What the Copyright Ruling Means
July 27, 2010 - 2:17pm

A new ruling from the United States Copyright Office that is making the rounds in higher education and blogosphere circles has a simple core meaning: fair use now applies to section 1200 of the DMCA, the anti-circumvention provision.

As far back as Princeton's Edward Felton's challenge to content owners from the computer science and engineering perspective and Berkeley's Pamela Samuelson from the legal arena, this question has remained open. Early to identify the issue and its potential deleterious effects that this unanswered question had on innovation and science, these academic leaders were soon supported by William Fisher, John Palfrey and William McGreveran. In a white paper they and others at the Berkman Center published in 2006,The Digital Learning Challenge, they specifically spoke to the effects that the absence of a clear ruling on this question was having on teaching and learning: for fear of violating copyright many film instructors, professors in other areas and students restricted their use of materials they believed to be in the service of fulfilling teaching missions.

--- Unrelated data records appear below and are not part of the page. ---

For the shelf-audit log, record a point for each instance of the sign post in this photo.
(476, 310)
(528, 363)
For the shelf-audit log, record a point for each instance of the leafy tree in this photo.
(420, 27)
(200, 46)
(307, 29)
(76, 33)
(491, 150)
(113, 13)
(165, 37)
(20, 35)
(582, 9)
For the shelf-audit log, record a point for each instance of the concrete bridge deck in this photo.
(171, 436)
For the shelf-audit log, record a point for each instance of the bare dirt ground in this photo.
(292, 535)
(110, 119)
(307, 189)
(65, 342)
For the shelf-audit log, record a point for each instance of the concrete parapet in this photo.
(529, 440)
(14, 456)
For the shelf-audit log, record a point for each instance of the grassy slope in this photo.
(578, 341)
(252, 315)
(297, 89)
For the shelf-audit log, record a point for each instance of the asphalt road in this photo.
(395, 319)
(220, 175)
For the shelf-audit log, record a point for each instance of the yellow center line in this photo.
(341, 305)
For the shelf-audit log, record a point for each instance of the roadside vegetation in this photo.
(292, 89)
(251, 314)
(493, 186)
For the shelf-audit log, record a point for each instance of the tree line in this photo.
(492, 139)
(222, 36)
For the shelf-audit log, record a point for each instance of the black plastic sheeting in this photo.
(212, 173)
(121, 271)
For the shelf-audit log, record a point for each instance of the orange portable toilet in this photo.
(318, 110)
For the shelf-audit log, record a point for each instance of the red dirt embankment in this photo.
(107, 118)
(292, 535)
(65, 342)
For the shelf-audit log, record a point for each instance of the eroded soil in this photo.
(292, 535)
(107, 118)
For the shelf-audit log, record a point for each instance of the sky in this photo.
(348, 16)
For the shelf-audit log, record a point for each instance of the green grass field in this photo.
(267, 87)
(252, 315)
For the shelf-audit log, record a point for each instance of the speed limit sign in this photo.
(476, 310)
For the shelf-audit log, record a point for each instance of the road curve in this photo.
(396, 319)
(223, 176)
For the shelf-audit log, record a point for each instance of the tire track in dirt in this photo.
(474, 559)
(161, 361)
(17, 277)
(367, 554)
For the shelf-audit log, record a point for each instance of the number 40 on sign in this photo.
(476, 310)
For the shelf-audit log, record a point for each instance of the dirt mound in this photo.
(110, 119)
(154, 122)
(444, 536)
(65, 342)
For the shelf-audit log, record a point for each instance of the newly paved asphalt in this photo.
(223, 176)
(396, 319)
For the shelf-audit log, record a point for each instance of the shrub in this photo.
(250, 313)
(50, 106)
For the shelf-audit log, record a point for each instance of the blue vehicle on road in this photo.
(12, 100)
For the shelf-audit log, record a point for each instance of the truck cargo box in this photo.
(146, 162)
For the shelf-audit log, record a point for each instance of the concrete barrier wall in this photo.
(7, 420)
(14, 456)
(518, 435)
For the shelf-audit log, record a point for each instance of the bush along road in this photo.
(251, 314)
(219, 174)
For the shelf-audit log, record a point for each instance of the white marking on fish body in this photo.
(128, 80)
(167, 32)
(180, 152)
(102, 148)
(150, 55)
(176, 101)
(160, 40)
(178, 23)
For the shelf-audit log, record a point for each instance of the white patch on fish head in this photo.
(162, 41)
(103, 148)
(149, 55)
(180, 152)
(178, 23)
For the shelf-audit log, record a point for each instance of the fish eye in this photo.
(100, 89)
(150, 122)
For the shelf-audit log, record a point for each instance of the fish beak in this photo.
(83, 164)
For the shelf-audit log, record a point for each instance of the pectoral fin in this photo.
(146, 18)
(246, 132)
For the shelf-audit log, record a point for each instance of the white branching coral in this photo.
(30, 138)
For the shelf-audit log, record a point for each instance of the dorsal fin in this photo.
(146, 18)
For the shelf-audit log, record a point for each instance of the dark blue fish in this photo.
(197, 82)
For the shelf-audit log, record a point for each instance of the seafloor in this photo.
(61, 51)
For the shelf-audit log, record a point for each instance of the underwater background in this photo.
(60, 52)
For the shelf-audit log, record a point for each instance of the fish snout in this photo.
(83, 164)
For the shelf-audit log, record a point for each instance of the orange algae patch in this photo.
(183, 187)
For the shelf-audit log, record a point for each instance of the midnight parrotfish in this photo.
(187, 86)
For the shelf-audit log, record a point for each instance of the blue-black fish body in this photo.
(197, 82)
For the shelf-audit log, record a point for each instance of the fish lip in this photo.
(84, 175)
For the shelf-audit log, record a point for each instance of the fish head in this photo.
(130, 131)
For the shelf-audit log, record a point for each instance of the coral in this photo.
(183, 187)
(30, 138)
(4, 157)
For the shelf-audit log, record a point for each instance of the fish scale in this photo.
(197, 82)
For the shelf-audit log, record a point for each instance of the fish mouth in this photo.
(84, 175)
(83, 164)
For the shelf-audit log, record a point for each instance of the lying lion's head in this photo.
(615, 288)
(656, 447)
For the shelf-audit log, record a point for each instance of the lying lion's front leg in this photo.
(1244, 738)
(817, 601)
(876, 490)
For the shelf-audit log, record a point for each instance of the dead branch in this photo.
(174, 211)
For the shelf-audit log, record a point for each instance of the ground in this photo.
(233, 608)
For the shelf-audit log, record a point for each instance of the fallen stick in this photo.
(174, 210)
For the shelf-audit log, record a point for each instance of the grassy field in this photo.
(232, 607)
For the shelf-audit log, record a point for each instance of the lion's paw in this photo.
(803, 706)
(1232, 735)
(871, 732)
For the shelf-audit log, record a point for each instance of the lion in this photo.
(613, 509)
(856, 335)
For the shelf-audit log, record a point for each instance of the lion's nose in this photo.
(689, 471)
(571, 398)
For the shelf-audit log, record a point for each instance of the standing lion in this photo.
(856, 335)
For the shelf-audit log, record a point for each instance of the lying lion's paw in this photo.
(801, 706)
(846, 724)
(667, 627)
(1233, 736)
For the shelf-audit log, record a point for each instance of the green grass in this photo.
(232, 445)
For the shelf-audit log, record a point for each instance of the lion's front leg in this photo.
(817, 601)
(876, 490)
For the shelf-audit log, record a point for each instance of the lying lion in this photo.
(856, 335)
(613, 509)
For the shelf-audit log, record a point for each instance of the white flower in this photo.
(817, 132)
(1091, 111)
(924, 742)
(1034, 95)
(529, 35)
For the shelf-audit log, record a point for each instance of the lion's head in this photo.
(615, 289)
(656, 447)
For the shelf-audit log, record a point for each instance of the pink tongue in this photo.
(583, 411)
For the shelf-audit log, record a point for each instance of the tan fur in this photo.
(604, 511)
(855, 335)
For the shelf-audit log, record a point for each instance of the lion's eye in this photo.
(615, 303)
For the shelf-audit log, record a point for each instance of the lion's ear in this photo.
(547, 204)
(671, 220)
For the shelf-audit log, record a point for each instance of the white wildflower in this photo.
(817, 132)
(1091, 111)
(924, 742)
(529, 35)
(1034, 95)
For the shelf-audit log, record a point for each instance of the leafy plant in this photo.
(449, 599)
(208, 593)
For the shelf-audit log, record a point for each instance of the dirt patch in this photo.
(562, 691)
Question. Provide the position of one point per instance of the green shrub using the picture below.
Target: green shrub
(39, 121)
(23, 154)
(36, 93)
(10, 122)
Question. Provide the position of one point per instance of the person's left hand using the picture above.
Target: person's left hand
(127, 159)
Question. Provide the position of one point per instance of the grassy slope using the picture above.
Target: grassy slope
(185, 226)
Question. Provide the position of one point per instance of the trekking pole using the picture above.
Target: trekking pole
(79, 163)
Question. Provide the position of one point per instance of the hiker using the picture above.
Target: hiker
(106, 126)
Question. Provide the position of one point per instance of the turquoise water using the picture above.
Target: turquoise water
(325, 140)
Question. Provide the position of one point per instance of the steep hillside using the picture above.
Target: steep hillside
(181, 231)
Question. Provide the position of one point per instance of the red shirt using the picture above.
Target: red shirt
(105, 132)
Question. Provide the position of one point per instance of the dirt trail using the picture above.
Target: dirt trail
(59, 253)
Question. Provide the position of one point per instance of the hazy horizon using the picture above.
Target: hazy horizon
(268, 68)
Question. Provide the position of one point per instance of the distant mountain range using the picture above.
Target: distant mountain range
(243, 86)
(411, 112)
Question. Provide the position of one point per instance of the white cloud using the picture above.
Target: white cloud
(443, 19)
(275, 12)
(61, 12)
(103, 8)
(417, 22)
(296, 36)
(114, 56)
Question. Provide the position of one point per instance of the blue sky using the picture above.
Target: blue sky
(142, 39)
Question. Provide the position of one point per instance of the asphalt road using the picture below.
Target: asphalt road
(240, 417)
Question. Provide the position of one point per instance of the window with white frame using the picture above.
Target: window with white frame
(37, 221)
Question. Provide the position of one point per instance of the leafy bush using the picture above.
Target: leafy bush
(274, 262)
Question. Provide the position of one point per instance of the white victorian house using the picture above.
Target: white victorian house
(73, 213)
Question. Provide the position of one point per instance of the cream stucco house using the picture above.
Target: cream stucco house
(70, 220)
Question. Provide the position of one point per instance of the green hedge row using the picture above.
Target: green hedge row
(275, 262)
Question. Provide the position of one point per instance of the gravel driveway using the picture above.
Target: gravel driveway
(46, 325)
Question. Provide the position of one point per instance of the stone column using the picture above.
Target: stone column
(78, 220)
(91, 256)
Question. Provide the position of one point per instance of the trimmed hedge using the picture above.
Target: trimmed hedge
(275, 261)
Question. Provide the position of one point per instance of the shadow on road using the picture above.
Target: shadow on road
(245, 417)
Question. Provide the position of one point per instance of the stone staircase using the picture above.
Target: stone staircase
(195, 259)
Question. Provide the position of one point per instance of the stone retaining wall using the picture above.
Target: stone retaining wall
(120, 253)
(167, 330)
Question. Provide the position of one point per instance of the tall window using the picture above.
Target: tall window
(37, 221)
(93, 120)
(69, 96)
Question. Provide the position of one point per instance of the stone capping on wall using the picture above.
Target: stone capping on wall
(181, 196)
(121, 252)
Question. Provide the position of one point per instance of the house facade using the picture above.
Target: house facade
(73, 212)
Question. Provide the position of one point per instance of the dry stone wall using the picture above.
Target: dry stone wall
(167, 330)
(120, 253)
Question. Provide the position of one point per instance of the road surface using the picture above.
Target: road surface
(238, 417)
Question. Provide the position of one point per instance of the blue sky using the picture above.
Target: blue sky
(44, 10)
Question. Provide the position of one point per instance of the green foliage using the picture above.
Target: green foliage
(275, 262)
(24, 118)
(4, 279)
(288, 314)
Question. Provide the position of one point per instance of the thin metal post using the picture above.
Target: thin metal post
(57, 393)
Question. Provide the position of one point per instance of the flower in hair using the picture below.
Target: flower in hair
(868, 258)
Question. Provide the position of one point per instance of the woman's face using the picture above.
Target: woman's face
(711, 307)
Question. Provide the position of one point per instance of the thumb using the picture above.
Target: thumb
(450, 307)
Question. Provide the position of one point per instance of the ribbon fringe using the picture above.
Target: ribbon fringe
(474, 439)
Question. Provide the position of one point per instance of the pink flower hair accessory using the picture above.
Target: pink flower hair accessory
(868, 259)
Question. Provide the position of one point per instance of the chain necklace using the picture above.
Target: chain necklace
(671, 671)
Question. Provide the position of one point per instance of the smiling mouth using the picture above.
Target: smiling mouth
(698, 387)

The question, essentially, was: did the breaking of encryption on a DVD for a fair use of the content violate copyright law?

The answer is now "no." And that answer is a very good thing for higher education. With the uncertainty lifted, film studies professors -- or any instructors or students who wish to use encrypted digital materials -- may now do so without fear of litigation, so long as fair use covers the content.

That fair use of the content is still in play may delight or concern some people, depending on how one perceives fair use in higher education particularly or in American culture generally. For most of us, fair use remains an ambiguous legal principle critical to academia, especially as content owners have become more possessive extending term limits or threatening litigation for alleged copyright violations. Technology, of course, has disrupted laws and social norms more or less in balance as of middle of the last century.

Given the thoroughly integrated nature of technology in contemporary global education, the question of what is permissible use of copyright protected materials is a very critical one indeed. Moreover, because higher education is both a producer and consumer of content, it stands at the crossroads of an increasingly thorny issue in a global economy driven by the very matter of our enterprise: information.

One might suggest that for those very reasons higher education act as a leader in helping American and global society discuss and debate this issue for finer resolution in all four of the areas that influence our lives: technology, the market, social norms and the law. For some time now many people have rung the bell that a new balance in keeping with our prescient founder's goals of innovation and incentive be achieved among these areas and maintained with an eye specifically on how technology has changed the proverbial game.

The Copyright Office's ruling advances the ball down the field by a few important yards in a direction that complements academia and supporters of a culturally rich global civilization.

While it may not answer the myriad questions that remain about fair use, it at least addresses the basic matter of whether that principle applies to anti-circumvention in a way that allows instructors and students to work without fear to express themselves in creative fashion from remix to classroom instruction.

May higher education's contribution to this decision be the beginning of choice to assume leadership role in helping a global society remain dynamic, inventive and open.